Removal by Serjeant-at-Arms
If a Member refuses to follow the Speaker’s direction in a case of disorderly conduct, the Speaker may order the Serjeant-at-Arms to remove the Member or take the Member into custody.
No cases have occurred of a Member being taken into custody by the Serjeant-at-Arms. Removal by the Serjeant has usually occurred after a Member has been named and suspended but has refused to leave the Chamber. On one occasion, the Speaker having ordered the Serjeant-at-Arms to direct a suspended Member to leave, the Member still refused to leave and grave disorder arose which caused the Speaker to suspend the sitting. When the sitting was resumed, the Member again refused to leave the Chamber. Grave disorder again arose and the sitting was suspended until the next day, when the Member then expressed regret and withdrew from the Chamber.
A Member has also been escorted from the Chamber by the Serjeant when failing to leave when directed under standing order 94(a).
Grave disorder in the House
In the event of grave disorder occurring in the House, the Speaker, without any question being put, can suspend the sitting and state the time at which he or she will resume the Chair; or adjourn the House to the next sitting. On four occasions when grave disorder has arisen the Chair has adjourned the House until the next sitting. The Chair has also suspended the sitting in such circumstances on nine occasions.

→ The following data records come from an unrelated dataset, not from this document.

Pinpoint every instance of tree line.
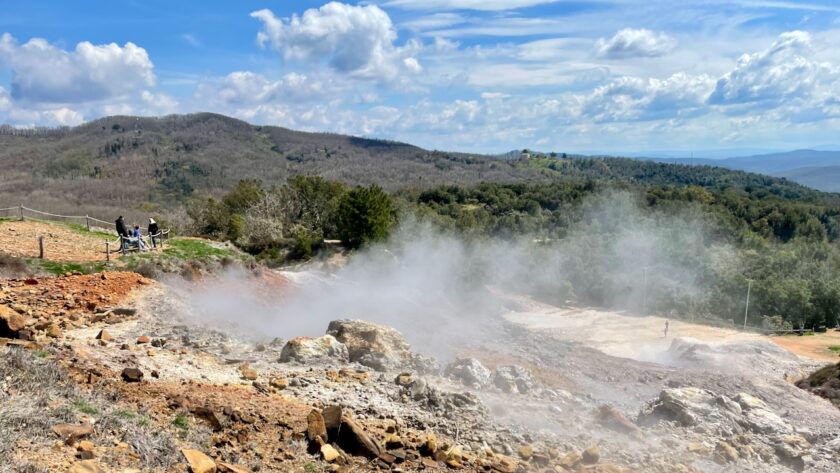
[187,172,840,327]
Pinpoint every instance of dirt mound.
[0,221,119,261]
[796,363,840,408]
[0,272,152,340]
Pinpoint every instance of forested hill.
[0,113,833,217]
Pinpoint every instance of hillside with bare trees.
[0,113,540,216]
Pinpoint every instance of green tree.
[337,184,393,248]
[222,179,265,215]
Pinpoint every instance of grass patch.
[65,223,117,240]
[27,259,105,276]
[172,414,190,431]
[163,238,236,260]
[114,409,137,420]
[73,397,99,415]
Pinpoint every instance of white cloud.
[181,33,201,48]
[595,28,676,59]
[251,2,419,80]
[579,73,714,122]
[422,17,569,38]
[0,33,155,104]
[196,71,347,107]
[709,31,840,107]
[140,90,179,115]
[385,0,559,11]
[400,13,466,31]
[468,63,609,88]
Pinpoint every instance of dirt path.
[0,221,118,261]
[771,330,840,363]
[504,298,767,361]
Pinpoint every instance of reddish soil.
[0,221,119,261]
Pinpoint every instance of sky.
[0,0,840,154]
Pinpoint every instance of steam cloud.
[176,192,735,358]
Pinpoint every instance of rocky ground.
[0,273,840,473]
[0,220,119,262]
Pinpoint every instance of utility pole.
[744,279,752,330]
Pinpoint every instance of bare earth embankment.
[0,226,840,473]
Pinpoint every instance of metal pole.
[744,279,752,330]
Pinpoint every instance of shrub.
[336,184,393,248]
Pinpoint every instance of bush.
[336,184,393,248]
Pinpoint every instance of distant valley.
[650,149,840,192]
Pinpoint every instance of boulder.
[321,444,341,463]
[774,435,811,471]
[181,448,216,473]
[68,460,105,473]
[268,377,289,391]
[335,414,383,458]
[639,387,793,435]
[640,387,720,426]
[446,358,490,389]
[306,409,327,444]
[280,335,349,363]
[120,368,143,383]
[595,404,640,434]
[239,363,257,381]
[0,305,26,338]
[493,365,534,394]
[53,424,93,445]
[96,330,114,342]
[581,445,601,465]
[327,319,412,371]
[216,463,251,473]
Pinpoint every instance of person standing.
[131,223,149,251]
[116,215,128,251]
[149,217,160,248]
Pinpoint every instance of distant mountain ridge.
[642,149,840,192]
[0,113,837,218]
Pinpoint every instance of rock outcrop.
[327,320,412,371]
[796,363,840,408]
[446,358,491,389]
[0,305,26,338]
[493,365,534,394]
[280,335,349,363]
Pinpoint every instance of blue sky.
[0,0,840,153]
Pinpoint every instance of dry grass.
[0,348,182,473]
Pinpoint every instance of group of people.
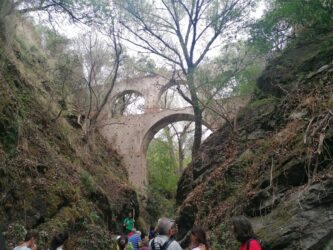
[7,213,264,250]
[117,216,264,250]
[14,230,68,250]
[117,217,209,250]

Disorder in the Federation Chamber
Disorder in the Federation Chamber is covered in the Chapter on ‘The Federation Chamber’.
Other matters of order relating to Members
The Speaker can intervene to prevent any personal quarrel between Members during proceedings. This standing order has only once been invoked to prevent the prosecution of a quarrel but the Chair has cited the standing order in admonishing Members for constantly interjecting in order to irritate or annoy others.
A Member who wilfully disobeys an order of the House may be ordered to attend the House to answer for his or her conduct. A motion to this effect can be moved without notice.